Looking at pharmaceutical companies from a risk-reward perspective, one can look at Cadila as the multiple are still a bit cheap. Considering companies from other themes such as chemicals, Deepak Nitrate’s stock has done really well over the last one year. The clear differentiator is that in the last 50 years, the company has focused on getting everything done indigenously. Hence, they are not reliant on the Chinese for sourcing and this makes the company interesting to us. The company is trading at a multiple of around 13 times whereas other companies with similar kind of ROE and pedigree are currently trading at a multiple of around 19-20. So, these are the kind of companies we are interested in and would like to stick with going forward.
What about financials? Because there has been some underperformance relative to the kind of momentum we have seen otherwise across some of the heavyweights whether it be an IT, pharma.
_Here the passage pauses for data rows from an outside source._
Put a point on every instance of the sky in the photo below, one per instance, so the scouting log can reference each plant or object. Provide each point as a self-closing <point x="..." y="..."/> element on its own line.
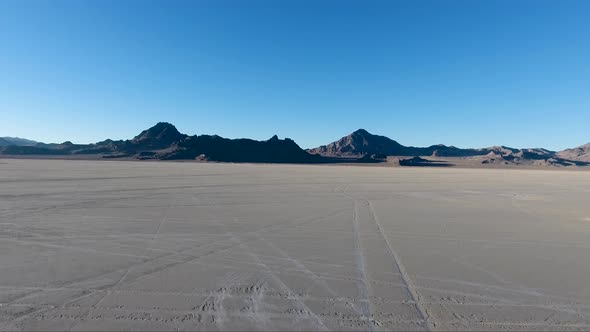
<point x="464" y="73"/>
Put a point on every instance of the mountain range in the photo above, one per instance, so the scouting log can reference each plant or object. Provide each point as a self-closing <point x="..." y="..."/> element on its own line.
<point x="164" y="142"/>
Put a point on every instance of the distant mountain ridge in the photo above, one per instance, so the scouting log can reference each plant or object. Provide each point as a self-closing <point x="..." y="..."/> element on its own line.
<point x="362" y="143"/>
<point x="164" y="142"/>
<point x="580" y="153"/>
<point x="5" y="141"/>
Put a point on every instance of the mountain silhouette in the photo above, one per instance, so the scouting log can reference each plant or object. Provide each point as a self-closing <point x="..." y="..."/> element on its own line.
<point x="164" y="142"/>
<point x="580" y="153"/>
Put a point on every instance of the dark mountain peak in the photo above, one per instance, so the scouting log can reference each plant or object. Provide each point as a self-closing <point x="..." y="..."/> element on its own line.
<point x="359" y="143"/>
<point x="361" y="132"/>
<point x="161" y="135"/>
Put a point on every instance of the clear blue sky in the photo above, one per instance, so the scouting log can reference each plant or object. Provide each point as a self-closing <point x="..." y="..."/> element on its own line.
<point x="466" y="73"/>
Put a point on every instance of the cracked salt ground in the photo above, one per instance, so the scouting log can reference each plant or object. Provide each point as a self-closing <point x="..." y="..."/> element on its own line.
<point x="182" y="246"/>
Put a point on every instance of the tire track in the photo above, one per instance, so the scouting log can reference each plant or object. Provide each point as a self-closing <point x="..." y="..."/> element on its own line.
<point x="429" y="324"/>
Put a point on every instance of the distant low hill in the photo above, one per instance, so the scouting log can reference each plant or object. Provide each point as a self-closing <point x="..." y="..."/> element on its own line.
<point x="580" y="153"/>
<point x="164" y="142"/>
<point x="361" y="143"/>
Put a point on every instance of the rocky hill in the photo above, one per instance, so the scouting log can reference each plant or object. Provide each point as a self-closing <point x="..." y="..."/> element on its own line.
<point x="580" y="153"/>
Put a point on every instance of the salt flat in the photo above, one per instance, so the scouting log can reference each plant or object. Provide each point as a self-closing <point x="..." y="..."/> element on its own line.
<point x="104" y="245"/>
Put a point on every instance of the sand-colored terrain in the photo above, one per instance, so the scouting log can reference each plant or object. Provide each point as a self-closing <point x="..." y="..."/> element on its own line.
<point x="103" y="245"/>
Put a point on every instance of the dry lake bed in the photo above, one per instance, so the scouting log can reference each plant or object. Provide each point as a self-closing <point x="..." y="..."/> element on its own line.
<point x="105" y="245"/>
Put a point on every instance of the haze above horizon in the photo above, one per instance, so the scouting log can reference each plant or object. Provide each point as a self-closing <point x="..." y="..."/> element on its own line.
<point x="462" y="73"/>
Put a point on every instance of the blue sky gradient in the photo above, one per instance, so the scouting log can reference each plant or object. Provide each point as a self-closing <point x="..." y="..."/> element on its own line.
<point x="463" y="73"/>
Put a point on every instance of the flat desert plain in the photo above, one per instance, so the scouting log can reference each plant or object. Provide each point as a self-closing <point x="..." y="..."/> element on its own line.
<point x="106" y="245"/>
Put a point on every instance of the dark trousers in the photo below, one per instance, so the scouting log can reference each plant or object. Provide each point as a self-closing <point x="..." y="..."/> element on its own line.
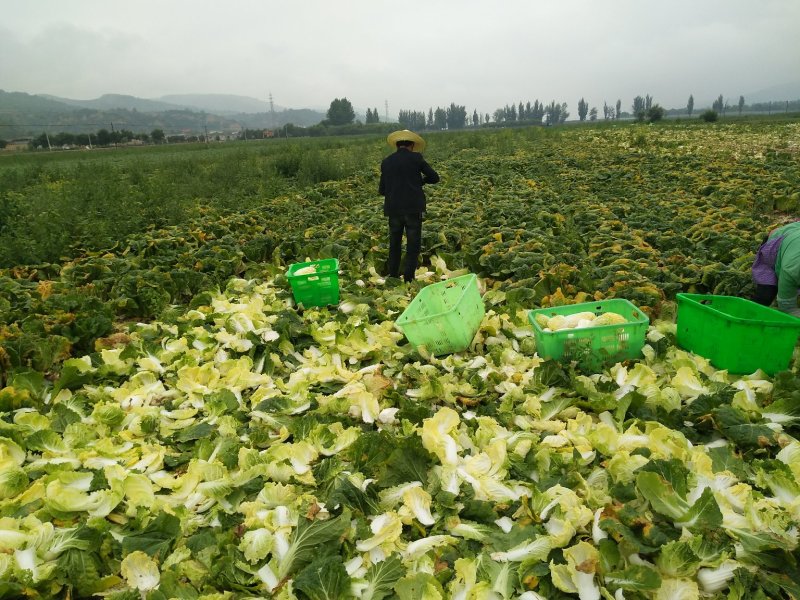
<point x="412" y="225"/>
<point x="765" y="294"/>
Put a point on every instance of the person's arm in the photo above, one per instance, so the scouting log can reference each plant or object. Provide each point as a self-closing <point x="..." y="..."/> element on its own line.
<point x="789" y="277"/>
<point x="428" y="174"/>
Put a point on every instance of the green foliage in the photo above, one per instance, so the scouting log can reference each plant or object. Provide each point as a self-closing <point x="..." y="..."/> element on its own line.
<point x="709" y="116"/>
<point x="340" y="112"/>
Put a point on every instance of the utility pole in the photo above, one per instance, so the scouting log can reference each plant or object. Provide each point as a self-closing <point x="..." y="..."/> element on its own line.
<point x="271" y="112"/>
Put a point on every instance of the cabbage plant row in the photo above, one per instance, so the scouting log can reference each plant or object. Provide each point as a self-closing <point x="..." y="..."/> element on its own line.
<point x="240" y="448"/>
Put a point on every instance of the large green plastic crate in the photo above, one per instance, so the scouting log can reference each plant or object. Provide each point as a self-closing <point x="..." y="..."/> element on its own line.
<point x="444" y="317"/>
<point x="736" y="334"/>
<point x="318" y="289"/>
<point x="593" y="347"/>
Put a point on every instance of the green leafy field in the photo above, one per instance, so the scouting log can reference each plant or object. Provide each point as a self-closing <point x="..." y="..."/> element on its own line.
<point x="174" y="427"/>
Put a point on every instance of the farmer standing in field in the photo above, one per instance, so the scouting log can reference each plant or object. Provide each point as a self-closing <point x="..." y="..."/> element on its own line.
<point x="776" y="269"/>
<point x="403" y="173"/>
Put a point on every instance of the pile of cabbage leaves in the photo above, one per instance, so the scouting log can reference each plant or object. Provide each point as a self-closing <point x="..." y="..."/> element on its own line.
<point x="241" y="447"/>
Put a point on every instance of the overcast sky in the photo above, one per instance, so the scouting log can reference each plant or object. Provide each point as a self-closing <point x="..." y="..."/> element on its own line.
<point x="415" y="54"/>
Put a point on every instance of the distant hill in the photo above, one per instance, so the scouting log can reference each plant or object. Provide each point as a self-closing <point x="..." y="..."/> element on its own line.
<point x="27" y="115"/>
<point x="116" y="101"/>
<point x="220" y="104"/>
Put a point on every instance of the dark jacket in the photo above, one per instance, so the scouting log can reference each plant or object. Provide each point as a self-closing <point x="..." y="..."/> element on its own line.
<point x="403" y="174"/>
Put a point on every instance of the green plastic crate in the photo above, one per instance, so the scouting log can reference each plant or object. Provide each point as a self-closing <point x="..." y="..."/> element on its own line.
<point x="736" y="334"/>
<point x="444" y="317"/>
<point x="593" y="347"/>
<point x="317" y="289"/>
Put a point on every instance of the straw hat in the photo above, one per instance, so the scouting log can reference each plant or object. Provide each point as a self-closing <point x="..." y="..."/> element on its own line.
<point x="406" y="135"/>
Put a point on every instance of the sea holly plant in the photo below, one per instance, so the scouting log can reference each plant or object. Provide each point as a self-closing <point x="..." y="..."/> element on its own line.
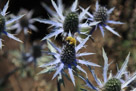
<point x="65" y="22"/>
<point x="102" y="14"/>
<point x="111" y="83"/>
<point x="66" y="58"/>
<point x="4" y="23"/>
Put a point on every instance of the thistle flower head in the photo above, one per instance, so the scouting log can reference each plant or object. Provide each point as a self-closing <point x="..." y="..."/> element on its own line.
<point x="63" y="22"/>
<point x="71" y="23"/>
<point x="71" y="41"/>
<point x="66" y="57"/>
<point x="101" y="15"/>
<point x="2" y="23"/>
<point x="112" y="84"/>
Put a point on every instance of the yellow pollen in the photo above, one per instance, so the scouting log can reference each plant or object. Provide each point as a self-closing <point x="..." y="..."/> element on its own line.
<point x="71" y="40"/>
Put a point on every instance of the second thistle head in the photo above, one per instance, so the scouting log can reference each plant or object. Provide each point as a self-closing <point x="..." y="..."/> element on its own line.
<point x="101" y="14"/>
<point x="68" y="55"/>
<point x="71" y="23"/>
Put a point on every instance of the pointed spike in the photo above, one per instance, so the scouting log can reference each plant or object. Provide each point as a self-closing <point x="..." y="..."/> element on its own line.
<point x="71" y="75"/>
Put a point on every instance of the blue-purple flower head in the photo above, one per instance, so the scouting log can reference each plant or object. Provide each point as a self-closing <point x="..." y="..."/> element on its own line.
<point x="26" y="23"/>
<point x="66" y="58"/>
<point x="102" y="14"/>
<point x="110" y="82"/>
<point x="5" y="23"/>
<point x="64" y="21"/>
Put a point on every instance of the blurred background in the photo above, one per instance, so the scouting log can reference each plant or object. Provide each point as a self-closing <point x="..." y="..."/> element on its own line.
<point x="14" y="78"/>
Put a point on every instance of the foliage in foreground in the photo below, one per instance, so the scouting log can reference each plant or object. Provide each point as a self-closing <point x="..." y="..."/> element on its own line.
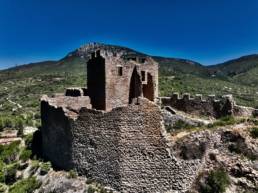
<point x="254" y="132"/>
<point x="216" y="182"/>
<point x="25" y="186"/>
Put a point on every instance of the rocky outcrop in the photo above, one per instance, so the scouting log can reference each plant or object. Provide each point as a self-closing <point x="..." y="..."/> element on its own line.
<point x="126" y="148"/>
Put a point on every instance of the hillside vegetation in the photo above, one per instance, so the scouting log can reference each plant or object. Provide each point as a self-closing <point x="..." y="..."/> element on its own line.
<point x="21" y="87"/>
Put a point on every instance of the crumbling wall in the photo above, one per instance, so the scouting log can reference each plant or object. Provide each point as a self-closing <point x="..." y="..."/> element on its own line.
<point x="125" y="148"/>
<point x="110" y="75"/>
<point x="211" y="107"/>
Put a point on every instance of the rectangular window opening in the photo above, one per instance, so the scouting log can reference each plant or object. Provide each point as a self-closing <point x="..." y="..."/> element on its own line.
<point x="120" y="71"/>
<point x="143" y="76"/>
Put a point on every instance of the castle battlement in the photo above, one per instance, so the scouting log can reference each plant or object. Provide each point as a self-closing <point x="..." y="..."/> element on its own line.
<point x="211" y="105"/>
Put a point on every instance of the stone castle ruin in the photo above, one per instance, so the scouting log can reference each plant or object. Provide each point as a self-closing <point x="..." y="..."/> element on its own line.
<point x="113" y="131"/>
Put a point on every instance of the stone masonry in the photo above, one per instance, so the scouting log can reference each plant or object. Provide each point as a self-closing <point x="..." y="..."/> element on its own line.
<point x="114" y="79"/>
<point x="211" y="107"/>
<point x="113" y="131"/>
<point x="125" y="148"/>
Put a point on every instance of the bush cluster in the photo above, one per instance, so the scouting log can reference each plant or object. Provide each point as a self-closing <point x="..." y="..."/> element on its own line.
<point x="25" y="186"/>
<point x="254" y="132"/>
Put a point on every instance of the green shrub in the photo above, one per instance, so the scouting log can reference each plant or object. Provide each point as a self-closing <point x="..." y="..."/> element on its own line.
<point x="45" y="167"/>
<point x="25" y="154"/>
<point x="8" y="123"/>
<point x="3" y="188"/>
<point x="72" y="174"/>
<point x="10" y="173"/>
<point x="216" y="182"/>
<point x="25" y="186"/>
<point x="9" y="153"/>
<point x="91" y="189"/>
<point x="1" y="124"/>
<point x="254" y="132"/>
<point x="35" y="164"/>
<point x="20" y="127"/>
<point x="28" y="141"/>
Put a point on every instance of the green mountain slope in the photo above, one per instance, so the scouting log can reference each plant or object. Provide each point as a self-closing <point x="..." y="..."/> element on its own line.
<point x="235" y="67"/>
<point x="22" y="86"/>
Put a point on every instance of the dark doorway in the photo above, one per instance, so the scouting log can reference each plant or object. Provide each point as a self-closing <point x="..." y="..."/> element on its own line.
<point x="96" y="81"/>
<point x="148" y="89"/>
<point x="135" y="86"/>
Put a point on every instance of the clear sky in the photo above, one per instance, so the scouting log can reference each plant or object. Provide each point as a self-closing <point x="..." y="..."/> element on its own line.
<point x="207" y="31"/>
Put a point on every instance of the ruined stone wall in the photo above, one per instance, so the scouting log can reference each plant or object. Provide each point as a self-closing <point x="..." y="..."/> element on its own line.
<point x="118" y="85"/>
<point x="109" y="78"/>
<point x="125" y="148"/>
<point x="198" y="106"/>
<point x="96" y="76"/>
<point x="211" y="107"/>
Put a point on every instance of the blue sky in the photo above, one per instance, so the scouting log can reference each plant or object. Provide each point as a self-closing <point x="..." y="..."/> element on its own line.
<point x="207" y="31"/>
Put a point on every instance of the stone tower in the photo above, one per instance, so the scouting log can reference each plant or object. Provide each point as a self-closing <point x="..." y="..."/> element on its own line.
<point x="114" y="79"/>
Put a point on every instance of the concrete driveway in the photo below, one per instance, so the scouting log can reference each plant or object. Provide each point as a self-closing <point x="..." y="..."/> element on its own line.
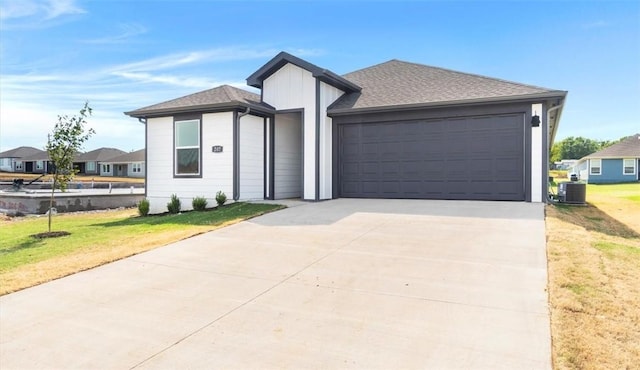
<point x="339" y="284"/>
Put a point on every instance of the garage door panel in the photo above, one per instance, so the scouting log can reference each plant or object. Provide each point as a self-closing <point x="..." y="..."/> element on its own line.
<point x="462" y="158"/>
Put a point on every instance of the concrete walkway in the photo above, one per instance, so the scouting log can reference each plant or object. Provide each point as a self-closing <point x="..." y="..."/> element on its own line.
<point x="367" y="284"/>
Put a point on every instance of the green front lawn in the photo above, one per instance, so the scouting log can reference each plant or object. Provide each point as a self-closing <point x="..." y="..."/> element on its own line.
<point x="99" y="237"/>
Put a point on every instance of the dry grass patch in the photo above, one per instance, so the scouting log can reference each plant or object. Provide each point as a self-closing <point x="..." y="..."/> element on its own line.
<point x="98" y="238"/>
<point x="594" y="280"/>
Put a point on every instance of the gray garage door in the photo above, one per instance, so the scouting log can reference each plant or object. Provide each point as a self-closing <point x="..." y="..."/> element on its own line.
<point x="463" y="158"/>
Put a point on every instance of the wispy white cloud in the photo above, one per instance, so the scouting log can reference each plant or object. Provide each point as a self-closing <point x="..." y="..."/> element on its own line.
<point x="33" y="100"/>
<point x="36" y="13"/>
<point x="595" y="24"/>
<point x="126" y="31"/>
<point x="183" y="81"/>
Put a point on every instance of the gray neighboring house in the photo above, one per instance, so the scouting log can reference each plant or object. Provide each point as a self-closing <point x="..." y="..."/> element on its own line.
<point x="91" y="163"/>
<point x="17" y="160"/>
<point x="127" y="165"/>
<point x="392" y="130"/>
<point x="617" y="163"/>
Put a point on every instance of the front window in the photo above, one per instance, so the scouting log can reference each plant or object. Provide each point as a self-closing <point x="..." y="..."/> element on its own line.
<point x="595" y="166"/>
<point x="187" y="147"/>
<point x="629" y="166"/>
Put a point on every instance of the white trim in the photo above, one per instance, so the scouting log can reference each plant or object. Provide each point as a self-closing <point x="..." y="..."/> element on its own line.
<point x="592" y="167"/>
<point x="176" y="148"/>
<point x="624" y="166"/>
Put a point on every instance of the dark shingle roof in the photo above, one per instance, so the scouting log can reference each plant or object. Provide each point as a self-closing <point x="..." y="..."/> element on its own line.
<point x="137" y="156"/>
<point x="397" y="83"/>
<point x="21" y="152"/>
<point x="224" y="96"/>
<point x="101" y="155"/>
<point x="629" y="147"/>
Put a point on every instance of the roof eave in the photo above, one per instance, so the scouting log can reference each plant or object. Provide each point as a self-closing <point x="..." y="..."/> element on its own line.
<point x="257" y="78"/>
<point x="450" y="103"/>
<point x="227" y="106"/>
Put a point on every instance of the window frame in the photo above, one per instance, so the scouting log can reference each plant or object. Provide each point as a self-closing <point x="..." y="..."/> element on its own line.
<point x="592" y="167"/>
<point x="176" y="122"/>
<point x="633" y="166"/>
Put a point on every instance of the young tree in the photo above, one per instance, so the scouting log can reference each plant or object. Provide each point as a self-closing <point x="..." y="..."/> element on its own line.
<point x="69" y="135"/>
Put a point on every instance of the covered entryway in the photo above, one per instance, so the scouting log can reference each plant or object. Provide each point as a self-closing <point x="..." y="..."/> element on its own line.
<point x="287" y="158"/>
<point x="476" y="158"/>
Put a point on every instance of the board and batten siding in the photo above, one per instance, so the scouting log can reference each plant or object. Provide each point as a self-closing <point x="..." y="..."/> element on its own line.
<point x="216" y="168"/>
<point x="251" y="157"/>
<point x="328" y="95"/>
<point x="292" y="87"/>
<point x="287" y="156"/>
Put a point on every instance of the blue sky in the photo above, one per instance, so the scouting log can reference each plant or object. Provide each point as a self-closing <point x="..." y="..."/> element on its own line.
<point x="122" y="55"/>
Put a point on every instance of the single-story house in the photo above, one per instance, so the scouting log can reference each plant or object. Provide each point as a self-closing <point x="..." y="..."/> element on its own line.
<point x="617" y="163"/>
<point x="38" y="162"/>
<point x="13" y="160"/>
<point x="90" y="163"/>
<point x="565" y="164"/>
<point x="127" y="165"/>
<point x="392" y="130"/>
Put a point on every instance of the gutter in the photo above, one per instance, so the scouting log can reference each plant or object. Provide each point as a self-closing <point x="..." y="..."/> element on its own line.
<point x="236" y="153"/>
<point x="333" y="112"/>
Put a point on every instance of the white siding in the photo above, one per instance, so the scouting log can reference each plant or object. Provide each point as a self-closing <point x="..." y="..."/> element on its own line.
<point x="292" y="87"/>
<point x="536" y="157"/>
<point x="328" y="94"/>
<point x="251" y="157"/>
<point x="136" y="174"/>
<point x="217" y="168"/>
<point x="6" y="165"/>
<point x="287" y="156"/>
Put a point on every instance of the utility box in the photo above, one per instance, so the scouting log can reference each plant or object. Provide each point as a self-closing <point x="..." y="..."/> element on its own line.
<point x="572" y="192"/>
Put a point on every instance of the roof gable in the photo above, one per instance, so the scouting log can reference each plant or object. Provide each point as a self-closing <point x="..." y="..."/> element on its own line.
<point x="397" y="83"/>
<point x="101" y="154"/>
<point x="629" y="147"/>
<point x="322" y="74"/>
<point x="136" y="156"/>
<point x="21" y="152"/>
<point x="221" y="97"/>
What is your reading on the financials for the moment?
One cannot know the full story by looking at the financials as few loans would be issued by somebody and now the borrower has issues with the repayment. It is very easy for financial companies to include them as moratorium by providing provisions for just 10%. The lower interest rate regime, lower oil prices and interest rate from a global perspective suggest that financials could do well going forward. It is still a sector which has enormous growth opportunities as well. Looking in terms of numbers, SBI’s numbers are interesting even though the provisioning is on the lower side due to Covid-19. But overall we are quite heartened by the numbers of SBI and also that of the Axis bank. So broadly speaking, the recent underperformance of the financials may not continue for long. Going forward, there could be some amount of catching up by the financials in the next couple of months.
What is your sense of newer opportunities within IT or do you think it is all well discovered and well in the price?
Surely there are more opportunities.
From a largecap perspective, we like Infosys, clearly because, for the first time in 15 years, Infosys is likely to beat TCS in terms of revenue by at least 500 bps. If you look at the midcaps, Persistent has been quite consistent. The top management which has changed over the years has brought in some changes in ways the company has delivered numbers. So this is clearly an interesting company for us in the midcap IT space. We still see a significant room for upside from the current levels in the case of Persistent
Let us also get a comment on auto, given that we are watching out for monthly data and of course we saw Maruti earnings this past week but a lot of analysts still sounding fairly positive on the outlook going ahead despite the first loss that we have seen in Maruti report in a very long time.
Absolutely. They are having supply chain issues rather than demand. This seems positive for us and hence our price target is close to Rs 7,200 for Maruti. Another stock investors can consider but from a one-year perspective is a dark horse, the Ashok Leyland. It is currently trading close to around Rs 49-50 rupees. From a two-year forward earnings perspective, the stock is trading at around 10-11 times, which is extremely cheap. We have seen what happened earlier in 2008-09 when the stock went down the hill after the meltdown in the international markets. Since we think we’ll see a very strong recovery happening over next year, if not this particular year, from that perspective Ashok Leyland could be an interesting stock. Considering the stock is quite diversified, from commercial vehicles to defence, you could see a lot of traction coming over next two-three years.
Anything you are watching from the policy this week, any other ammunition that you think they may use?
Generally, considering a higher inflation rate than the band they are expecting, probably a customary 25 bps cut is what we are thinking of. I do not think anything major should be expected of the policy. The market has done pretty okay over a period of time and liquidity doesn’t seem to be that big an issue for most of the companies. So the RBI is going to probably wait for at least three-four months to see more information on what kind of damage has been done due to Covid-19 and then probably act big rather than taking big actions at this particular point of time.